This module invites you to explore how probability theory and sequential modeling power modern AI systems. You’ll begin by examining how conditional and joint probabilities shape predictions in language and image models, and how the chain rule enables structured generative processes. Then, you’ll transition to recurrent neural networks (RNNs), learning how they handle sequential data through hidden states and feedback loops. You’ll compare RNNs to feedforward models, explore architectures like one-to-many and sequence-to-sequence, and address challenges like vanishing gradients. By the end, you’ll understand how probabilistic reasoning and temporal modeling combine to support tasks ranging from text generation to autoregressive image synthesis.

This module explores how attention-based architectures have reshaped the landscape of deep learning for both language and vision. You’ll begin by unpacking the mechanics of the Transformer, including self-attention, multi-head attention, and the encoder-decoder structure that enables parallel sequence modeling. Then, you’ll transition to Vision Transformers (ViTs), where images are tokenized and processed using the same principles that revolutionized NLP. Along the way, you’ll examine how normalization, positional encoding, and projection layers contribute to model performance. By the end, you’ll understand how Transformers and ViTs unify sequence and spatial reasoning in modern AI systems.

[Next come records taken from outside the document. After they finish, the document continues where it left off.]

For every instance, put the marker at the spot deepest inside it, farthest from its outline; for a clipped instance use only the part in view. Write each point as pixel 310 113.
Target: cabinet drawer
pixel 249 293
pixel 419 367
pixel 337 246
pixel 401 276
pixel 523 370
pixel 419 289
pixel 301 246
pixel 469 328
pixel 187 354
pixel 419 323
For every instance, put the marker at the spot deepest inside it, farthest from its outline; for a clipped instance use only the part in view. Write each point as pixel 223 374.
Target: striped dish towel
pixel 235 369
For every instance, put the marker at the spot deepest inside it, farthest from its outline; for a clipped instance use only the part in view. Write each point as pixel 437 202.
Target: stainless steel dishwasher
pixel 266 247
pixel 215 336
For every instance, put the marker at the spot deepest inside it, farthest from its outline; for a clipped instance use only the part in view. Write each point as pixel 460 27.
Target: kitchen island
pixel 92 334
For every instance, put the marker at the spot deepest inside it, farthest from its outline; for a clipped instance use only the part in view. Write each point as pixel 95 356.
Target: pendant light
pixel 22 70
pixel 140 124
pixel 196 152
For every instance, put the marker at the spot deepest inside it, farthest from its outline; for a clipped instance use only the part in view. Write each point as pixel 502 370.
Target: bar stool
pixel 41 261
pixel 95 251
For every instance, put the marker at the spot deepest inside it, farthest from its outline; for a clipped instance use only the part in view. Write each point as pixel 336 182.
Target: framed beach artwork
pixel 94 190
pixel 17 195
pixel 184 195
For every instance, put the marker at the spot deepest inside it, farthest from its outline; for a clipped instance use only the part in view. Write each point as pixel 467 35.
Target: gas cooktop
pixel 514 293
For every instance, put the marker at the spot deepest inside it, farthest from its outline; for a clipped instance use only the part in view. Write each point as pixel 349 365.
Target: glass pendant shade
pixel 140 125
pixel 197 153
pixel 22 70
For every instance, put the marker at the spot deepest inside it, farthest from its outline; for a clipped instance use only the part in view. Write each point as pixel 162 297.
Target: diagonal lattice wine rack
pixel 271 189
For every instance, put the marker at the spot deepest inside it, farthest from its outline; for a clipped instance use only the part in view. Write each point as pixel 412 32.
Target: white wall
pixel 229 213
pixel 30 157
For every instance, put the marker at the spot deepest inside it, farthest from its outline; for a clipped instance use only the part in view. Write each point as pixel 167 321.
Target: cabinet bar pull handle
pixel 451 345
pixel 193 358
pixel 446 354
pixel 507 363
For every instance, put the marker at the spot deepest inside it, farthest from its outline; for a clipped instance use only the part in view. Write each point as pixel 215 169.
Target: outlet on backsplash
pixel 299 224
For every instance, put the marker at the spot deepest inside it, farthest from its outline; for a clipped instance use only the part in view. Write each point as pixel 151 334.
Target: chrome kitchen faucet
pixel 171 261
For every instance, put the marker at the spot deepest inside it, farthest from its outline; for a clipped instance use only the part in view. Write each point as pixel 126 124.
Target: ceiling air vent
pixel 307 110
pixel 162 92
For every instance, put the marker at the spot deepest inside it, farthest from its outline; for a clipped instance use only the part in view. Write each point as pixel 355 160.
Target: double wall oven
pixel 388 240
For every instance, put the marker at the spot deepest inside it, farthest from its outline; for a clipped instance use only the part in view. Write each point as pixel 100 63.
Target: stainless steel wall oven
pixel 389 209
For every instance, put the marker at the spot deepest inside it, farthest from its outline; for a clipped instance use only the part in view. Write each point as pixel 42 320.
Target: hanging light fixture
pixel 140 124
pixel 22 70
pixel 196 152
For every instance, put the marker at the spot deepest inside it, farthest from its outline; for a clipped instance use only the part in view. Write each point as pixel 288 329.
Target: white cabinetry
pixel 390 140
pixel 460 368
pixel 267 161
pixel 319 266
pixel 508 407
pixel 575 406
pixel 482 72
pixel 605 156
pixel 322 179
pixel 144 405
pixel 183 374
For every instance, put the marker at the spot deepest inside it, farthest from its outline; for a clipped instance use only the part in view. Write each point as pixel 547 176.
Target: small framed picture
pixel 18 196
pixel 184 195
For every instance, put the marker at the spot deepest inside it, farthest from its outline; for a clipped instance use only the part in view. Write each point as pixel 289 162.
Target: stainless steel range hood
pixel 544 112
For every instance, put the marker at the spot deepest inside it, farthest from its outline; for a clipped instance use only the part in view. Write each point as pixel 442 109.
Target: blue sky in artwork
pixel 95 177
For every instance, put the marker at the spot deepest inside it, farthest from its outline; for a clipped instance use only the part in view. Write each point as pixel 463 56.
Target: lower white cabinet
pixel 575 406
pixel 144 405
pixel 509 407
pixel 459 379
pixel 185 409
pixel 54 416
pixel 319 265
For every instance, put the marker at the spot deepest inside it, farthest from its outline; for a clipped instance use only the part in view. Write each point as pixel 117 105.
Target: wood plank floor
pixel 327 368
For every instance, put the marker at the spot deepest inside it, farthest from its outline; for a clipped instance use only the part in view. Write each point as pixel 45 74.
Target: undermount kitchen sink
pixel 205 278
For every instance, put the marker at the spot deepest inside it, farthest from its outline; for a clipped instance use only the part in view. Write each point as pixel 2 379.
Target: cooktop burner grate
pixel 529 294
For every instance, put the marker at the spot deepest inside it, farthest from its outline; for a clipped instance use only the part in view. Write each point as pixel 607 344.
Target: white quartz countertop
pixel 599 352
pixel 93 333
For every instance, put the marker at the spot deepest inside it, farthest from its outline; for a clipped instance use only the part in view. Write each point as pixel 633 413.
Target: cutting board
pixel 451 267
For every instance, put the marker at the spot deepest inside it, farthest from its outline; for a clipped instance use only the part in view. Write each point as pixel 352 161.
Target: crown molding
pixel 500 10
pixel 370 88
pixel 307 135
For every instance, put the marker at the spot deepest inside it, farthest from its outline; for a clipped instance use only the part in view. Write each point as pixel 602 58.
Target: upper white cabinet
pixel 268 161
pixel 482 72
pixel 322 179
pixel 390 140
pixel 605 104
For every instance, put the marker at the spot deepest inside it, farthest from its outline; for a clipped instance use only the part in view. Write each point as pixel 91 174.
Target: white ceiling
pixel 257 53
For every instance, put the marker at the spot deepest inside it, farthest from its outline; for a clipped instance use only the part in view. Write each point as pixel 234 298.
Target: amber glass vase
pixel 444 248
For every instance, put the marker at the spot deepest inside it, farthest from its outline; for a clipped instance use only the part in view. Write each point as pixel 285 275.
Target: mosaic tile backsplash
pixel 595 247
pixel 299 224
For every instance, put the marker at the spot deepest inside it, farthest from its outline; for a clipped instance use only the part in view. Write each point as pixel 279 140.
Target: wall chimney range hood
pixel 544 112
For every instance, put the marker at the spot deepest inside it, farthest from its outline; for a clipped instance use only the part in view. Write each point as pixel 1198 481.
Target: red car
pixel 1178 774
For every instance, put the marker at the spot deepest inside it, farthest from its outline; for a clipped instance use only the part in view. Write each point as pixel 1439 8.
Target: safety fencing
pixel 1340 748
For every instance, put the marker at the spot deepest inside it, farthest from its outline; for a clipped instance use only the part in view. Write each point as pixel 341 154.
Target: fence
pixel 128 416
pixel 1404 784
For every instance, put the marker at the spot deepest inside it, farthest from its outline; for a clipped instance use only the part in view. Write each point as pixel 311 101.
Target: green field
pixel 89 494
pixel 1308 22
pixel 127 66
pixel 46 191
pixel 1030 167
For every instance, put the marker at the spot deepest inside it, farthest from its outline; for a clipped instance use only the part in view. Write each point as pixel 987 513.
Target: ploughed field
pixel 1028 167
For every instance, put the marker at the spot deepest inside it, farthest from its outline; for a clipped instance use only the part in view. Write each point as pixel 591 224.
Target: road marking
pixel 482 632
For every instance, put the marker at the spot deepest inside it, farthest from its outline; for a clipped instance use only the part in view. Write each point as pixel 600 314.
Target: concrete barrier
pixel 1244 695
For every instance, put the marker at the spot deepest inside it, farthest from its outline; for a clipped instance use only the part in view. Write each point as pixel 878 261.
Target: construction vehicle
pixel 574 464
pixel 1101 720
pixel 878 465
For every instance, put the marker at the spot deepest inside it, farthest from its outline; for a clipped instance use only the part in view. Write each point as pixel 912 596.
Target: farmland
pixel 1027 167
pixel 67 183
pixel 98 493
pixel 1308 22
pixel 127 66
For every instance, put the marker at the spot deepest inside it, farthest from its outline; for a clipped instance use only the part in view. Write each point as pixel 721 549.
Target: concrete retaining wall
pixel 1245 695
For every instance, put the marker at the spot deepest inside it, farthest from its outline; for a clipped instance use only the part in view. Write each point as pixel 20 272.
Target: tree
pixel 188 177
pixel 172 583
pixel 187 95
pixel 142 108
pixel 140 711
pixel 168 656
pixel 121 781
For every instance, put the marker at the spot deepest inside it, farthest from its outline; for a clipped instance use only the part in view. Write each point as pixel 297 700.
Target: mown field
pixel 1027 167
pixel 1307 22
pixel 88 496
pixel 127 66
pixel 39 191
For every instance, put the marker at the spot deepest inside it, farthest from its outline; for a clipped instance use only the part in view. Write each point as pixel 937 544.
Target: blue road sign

In this module, you’ll explore two transformative approaches in multimodal and generative AI. First, you’ll dive into CLIP, a model that learns a shared embedding space for images and text using contrastive pre-training. You’ll see how CLIP enables zero-shot classification by comparing image embeddings to textual descriptions, without needing labeled training data. Then, you’ll shift to diffusion models, which generate images through a gradual denoising process. You’ll learn how noise prediction, time conditioning, and reverse diffusion combine to produce high-quality samples. This module highlights how foundational models can bridge modalities and synthesize data with remarkable flexibility.